Herausgeber: Stephan Felsberg & Tim Köhler | Autoren: Martin Brand & Robert Kalimullin | Illustrationen: Thomas Gronle
Włodzimierz Chomicki (1878-1953)
Mit gerade einmal 16 Jahren schoss sich der Lemberger Student Włodzimierz Chomicki in die polnischen und ukrainischen Fußballgeschichtsbücher. An einem lauen Sommertag des Jahres 1894 wurde in Lemberg erstmals öffentlich ein Fußballspiel präsentiert. Teilnehmer berichteten von einer chaotischen Begegnung. Weder Zuschauer noch Spieler kannten sich recht mit den Regeln aus. Die Spieler wussten nur eins: der Ball muss irgendwie zwischen den Fahnenstangen des Gegners untergebracht werden. Es ging wild hin und her beim Kampf um den Ball, doch nach sechs Minuten erzielte Chomicki – aus abseitsverdächtiger Position – das 1:0 für die Gastgeber. Damit wird die Fußballvorführung beendet. Chomicki hat das erste Tor in der Geschichte der Stadt geschossen, doch welcher Fußballnation gehört nun dieses erste Tor? In Polen gilt das Spiel im Lemberger Stryjski-Park als der Beginn der polnischen Fußballgeschichte, denn es waren polnische Turnvereinigungen aus Krakau und Lemberg, die dort erstmals gegeneinander Fußball gespielt haben. Zugleich steht aber auch in der Ukraine das Match für die Geburtsstunde des nationalen Fußballs, denn schließlich habe das Spiel auf „ethnisch ukrainischem Boden“ stattgefunden. Chomicki jedenfalls wurde später Sportlehrer an einem Lemberger Gymnasium. Nach dem Zweiten Weltkrieg musste er wie viele andere Polen Ostgalizien verlassen und zog ins ehemals deutsche Niederschlesien.

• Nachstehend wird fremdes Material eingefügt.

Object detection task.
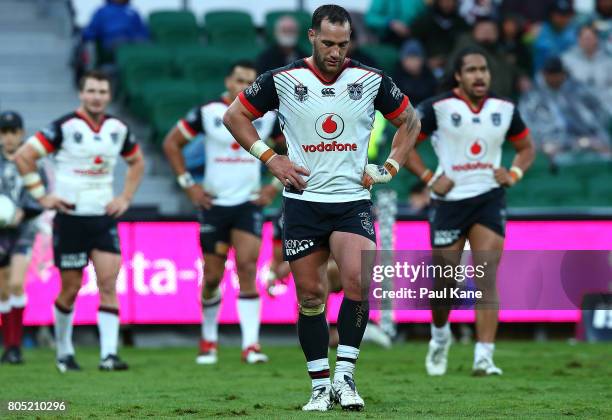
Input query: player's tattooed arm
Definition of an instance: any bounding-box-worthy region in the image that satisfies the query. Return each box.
[389,105,421,167]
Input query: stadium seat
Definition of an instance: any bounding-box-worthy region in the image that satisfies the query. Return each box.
[204,11,257,47]
[176,47,237,82]
[517,176,587,207]
[587,174,612,207]
[266,10,312,51]
[359,44,399,74]
[149,10,199,46]
[151,96,195,144]
[137,79,202,121]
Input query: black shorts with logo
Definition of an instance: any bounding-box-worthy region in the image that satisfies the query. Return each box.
[53,213,121,270]
[198,201,263,256]
[283,197,376,261]
[0,219,38,268]
[429,188,506,248]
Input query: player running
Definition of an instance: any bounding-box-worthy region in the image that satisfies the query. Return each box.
[224,5,420,411]
[164,61,278,364]
[15,71,144,373]
[0,111,44,364]
[406,48,535,375]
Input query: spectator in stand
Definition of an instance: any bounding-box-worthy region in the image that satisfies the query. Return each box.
[459,0,499,25]
[82,0,149,65]
[346,28,378,68]
[447,17,527,98]
[500,14,533,75]
[255,15,308,74]
[519,57,612,159]
[412,0,470,78]
[393,40,438,106]
[591,0,612,55]
[562,25,612,113]
[365,0,425,45]
[533,0,577,71]
[500,0,557,26]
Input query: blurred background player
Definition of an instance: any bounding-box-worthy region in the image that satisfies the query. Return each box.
[406,47,535,375]
[0,111,44,364]
[164,61,280,364]
[224,5,419,411]
[15,71,144,373]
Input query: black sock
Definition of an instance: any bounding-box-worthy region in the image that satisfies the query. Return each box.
[298,312,329,362]
[338,298,370,349]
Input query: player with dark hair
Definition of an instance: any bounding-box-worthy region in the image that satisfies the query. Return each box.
[15,70,144,373]
[406,48,535,375]
[164,61,282,364]
[224,5,420,411]
[0,111,44,364]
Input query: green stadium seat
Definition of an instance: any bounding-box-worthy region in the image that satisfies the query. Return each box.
[204,11,257,47]
[140,79,202,121]
[588,174,612,207]
[265,10,312,52]
[149,10,200,46]
[517,176,587,207]
[359,44,399,74]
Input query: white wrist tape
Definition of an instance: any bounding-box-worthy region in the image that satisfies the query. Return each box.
[176,172,195,189]
[249,140,276,163]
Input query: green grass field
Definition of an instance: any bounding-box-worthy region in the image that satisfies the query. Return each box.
[0,342,612,419]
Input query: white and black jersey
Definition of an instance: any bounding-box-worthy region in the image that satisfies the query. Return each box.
[417,91,529,201]
[239,59,410,203]
[28,111,138,216]
[177,98,276,206]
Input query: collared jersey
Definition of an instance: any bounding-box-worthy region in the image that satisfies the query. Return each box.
[417,91,529,201]
[177,99,276,206]
[239,59,410,203]
[28,111,138,216]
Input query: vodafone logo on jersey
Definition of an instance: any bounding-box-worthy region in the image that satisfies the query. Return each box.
[315,113,344,140]
[465,139,487,160]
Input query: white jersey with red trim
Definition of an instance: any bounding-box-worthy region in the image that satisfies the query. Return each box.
[239,59,410,203]
[177,99,276,206]
[417,91,529,201]
[28,111,138,216]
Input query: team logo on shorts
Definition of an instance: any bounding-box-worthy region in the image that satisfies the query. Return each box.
[491,112,501,127]
[315,113,344,140]
[359,211,374,235]
[293,84,308,102]
[346,83,363,101]
[465,139,487,160]
[451,112,461,127]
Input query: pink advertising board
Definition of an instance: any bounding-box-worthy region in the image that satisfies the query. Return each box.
[16,221,612,325]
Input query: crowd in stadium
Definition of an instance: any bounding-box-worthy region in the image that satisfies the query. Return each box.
[67,0,612,212]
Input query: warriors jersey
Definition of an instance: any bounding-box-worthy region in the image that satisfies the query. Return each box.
[178,99,276,206]
[239,59,410,203]
[28,111,138,216]
[417,91,529,200]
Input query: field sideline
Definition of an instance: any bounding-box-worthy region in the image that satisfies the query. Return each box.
[0,342,612,419]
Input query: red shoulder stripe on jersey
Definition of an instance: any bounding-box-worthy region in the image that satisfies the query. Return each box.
[74,111,106,133]
[121,144,140,159]
[304,58,351,85]
[508,127,529,141]
[238,92,263,118]
[179,119,198,137]
[35,131,55,153]
[385,95,410,120]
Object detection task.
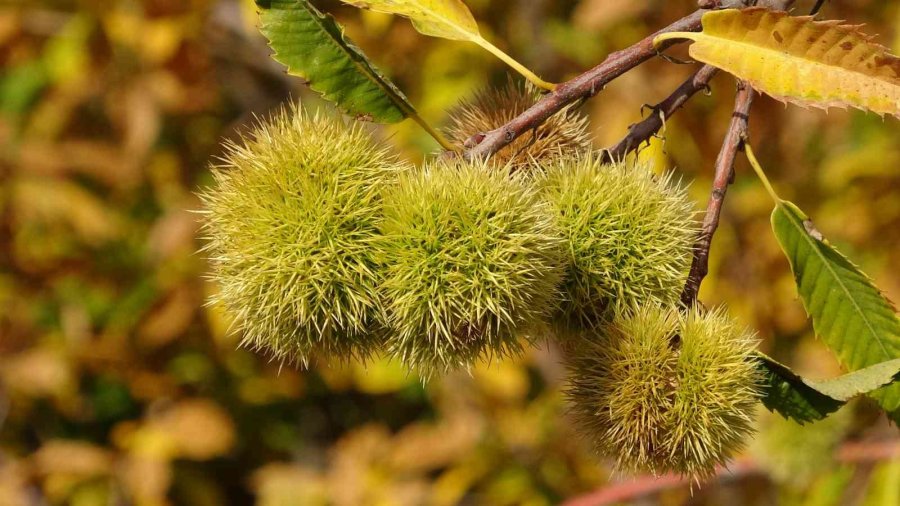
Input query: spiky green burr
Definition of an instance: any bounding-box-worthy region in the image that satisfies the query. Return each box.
[379,161,562,376]
[447,81,591,169]
[567,305,761,477]
[201,107,406,365]
[539,154,698,327]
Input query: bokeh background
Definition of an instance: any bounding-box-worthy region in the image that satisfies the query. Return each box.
[0,0,900,506]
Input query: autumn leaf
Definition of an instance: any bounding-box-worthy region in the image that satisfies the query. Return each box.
[341,0,556,91]
[654,9,900,117]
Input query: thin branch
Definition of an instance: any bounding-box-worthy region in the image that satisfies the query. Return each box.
[463,0,794,160]
[681,81,753,307]
[464,10,705,160]
[563,440,900,506]
[601,65,719,163]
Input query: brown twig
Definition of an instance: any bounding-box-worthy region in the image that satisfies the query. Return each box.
[601,65,719,163]
[563,440,900,506]
[681,81,753,307]
[463,0,794,160]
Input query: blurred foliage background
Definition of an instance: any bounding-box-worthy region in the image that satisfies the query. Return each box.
[0,0,900,506]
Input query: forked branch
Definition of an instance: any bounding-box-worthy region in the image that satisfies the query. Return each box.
[681,81,753,307]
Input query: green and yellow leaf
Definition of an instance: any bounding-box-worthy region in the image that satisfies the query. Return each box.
[772,201,900,418]
[756,353,900,424]
[745,144,900,423]
[341,0,556,90]
[655,9,900,117]
[256,0,453,149]
[257,0,413,123]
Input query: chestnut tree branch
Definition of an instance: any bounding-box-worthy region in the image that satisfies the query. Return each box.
[463,0,794,160]
[600,65,719,163]
[681,81,753,307]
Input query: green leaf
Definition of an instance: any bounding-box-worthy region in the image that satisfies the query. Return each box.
[757,353,900,423]
[759,353,844,424]
[256,0,415,123]
[772,200,900,421]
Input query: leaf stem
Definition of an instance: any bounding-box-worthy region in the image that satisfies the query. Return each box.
[744,142,781,205]
[472,36,557,91]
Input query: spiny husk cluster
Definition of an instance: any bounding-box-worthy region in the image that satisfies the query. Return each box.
[201,107,407,365]
[541,154,698,327]
[379,162,562,375]
[568,305,761,477]
[447,81,591,170]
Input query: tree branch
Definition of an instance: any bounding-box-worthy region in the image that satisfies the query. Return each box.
[463,0,794,160]
[681,81,753,307]
[601,65,719,163]
[563,439,900,506]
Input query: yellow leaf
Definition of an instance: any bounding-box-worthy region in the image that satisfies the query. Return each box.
[343,0,481,42]
[341,0,556,90]
[655,9,900,117]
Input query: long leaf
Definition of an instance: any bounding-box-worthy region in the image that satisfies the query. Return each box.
[772,200,900,419]
[656,9,900,117]
[757,353,900,423]
[256,0,415,123]
[341,0,556,90]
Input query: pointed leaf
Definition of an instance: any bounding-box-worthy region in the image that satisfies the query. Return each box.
[341,0,556,90]
[656,9,900,117]
[256,0,414,123]
[772,201,900,420]
[341,0,481,41]
[758,353,844,424]
[757,353,900,423]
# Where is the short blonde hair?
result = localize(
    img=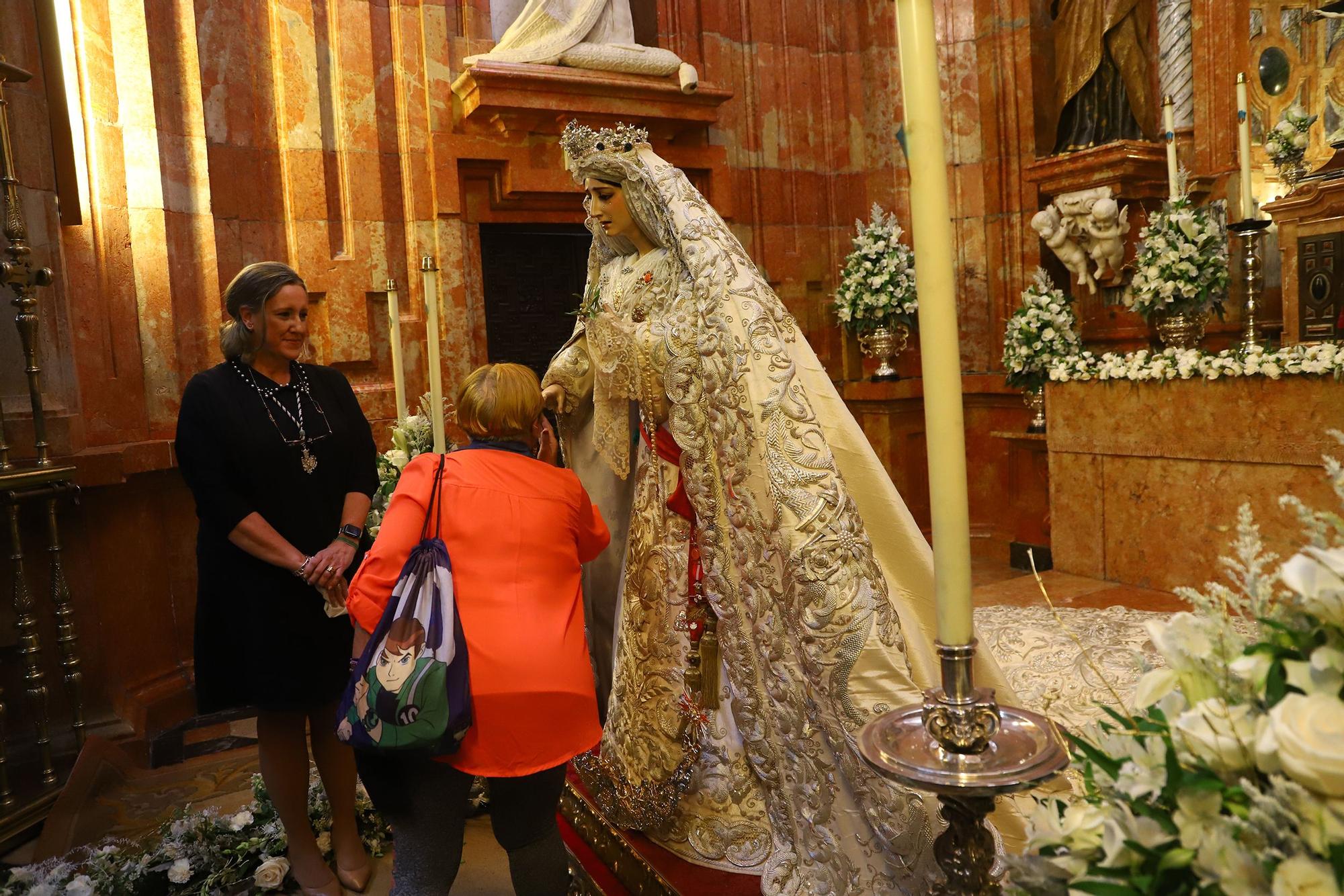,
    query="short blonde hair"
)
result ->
[457,364,542,439]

Zygmunt Steuermann (1899-1941)
Lemberg gilt als Mekka des polnischen Fußballs der 1920er Jahre. Dort spielten die Erstligisten Czarni und Lechia und das legendäre Team von Pogoń, das zwischen 1922 und 1926 vier Meistertitel in Serie holte. Von Anbeginn in der 1927 gegründeten höchsten polnischen Liga vertreten war auch der jüdische Verein Hasmonea Lemberg. Bekanntester und beliebtester Spieler des Vereins in diesen Jahren war der Stürmer Zygmunt Steuermann, der von 1923 bis 1932 – abgesehen von einem kurzen Intermezzo bei Legia Warschau im Jahr 1929 – für Hasmonea spielte. Unweit von Lemberg geboren, spielte er als Jugendlicher zunächst bei verschiedenen Vereinen in Wien, wohin er während des Ersten Weltkriegs geflohen war. Zurück in Lemberg wurde er zum Star, der immer als etwas träge und langsam galt. Legendär jedoch war sein wuchtiger Schuss, weshalb die Gazetten oft berichteten: „Der wie gewöhnlich faule Steuermann hat wieder einmal drei Tore geschossen.“ In der polnischen Nationalmannschaft kam Steuermann nur zweimal zum Einsatz, erzielte dabei 1926 aber gleich vier Tore. Zum Ende seiner Karriere kehrte Steuermann in seine Heimatstadt Sambor zurück. 1939 besetzte die Sowjetunion Ostgalizien, sein Verein Korona wurde in Dynamo Sambor umbenannt. Knapp zwei Jahre später überfiel die Wehrmacht die Sowjetunion. Steuermann wurde als Jude ins Lemberger Ghetto gesperrt, wo er im Dezember 1941 – wie viele andere jüdische Sportler – erschossen wurde.
Henryk Reyman (1897-1963)
In seiner Heimatstadt Krakau ist Henryk Reyman eine Legende. Seine gesamte Karriere hindurch hielt er seinem Verein Wisła Krakau – dessen Stadion heute seinen Namen trägt – die Treue und führte ihn als Kapitän zweimal zur polnischen Meisterschaft. Für Wisła zog Reyman auch in den „Heiligen Krieg“ gegen den verhassten Lokalrivalen Cracovia, für den sein Bruder Jan spielte. Derart martialisch bezeichnen die Krakauer ihre Derbys zwischen den beiden ältesten Vereinen der Stadt. Von einem „Heiligen Krieg“ sprach die Presse auch vor dem denkwürdigen Spiel von Wisła gegen den Verein der deutschen Minderheit 1.FC Kattowitz im September 1927. Im Spitzenspiel der gerade gegründeten polnischen Liga erzielte Reyman per Elfmeter seinen 37. Saisontreffer – ein bis heute unangefochtener Rekord im polnischen Fußball. Allerdings schoss er den Strafstoß zum 3:0 ins leere Tor. Die Kattowitzer Mannschaft hatte das Spielfeld aus Protest gegen den parteiisch pfeifenden Schiedsrichter bereits verlassen. Wisła wurde anschließend Meister, die Deutschen aus Kattowitz polnischer Vize-Meister. Gekämpft hat Reyman auch jenseits des Fußballplatzes. Als polnischer Patriot kämpfte er im Ersten und Zweiten Weltkrieg, zog in den polnisch-sowjetischen Krieg und nahm als Freiwilliger an den Aufständen gegen das Deutsche Reich in Oberschlesien teil. Nach seiner aktiven Karriere trainierte der zwölfmalige Nationalspieler selbst für einige Jahre die polnische Nationalelf.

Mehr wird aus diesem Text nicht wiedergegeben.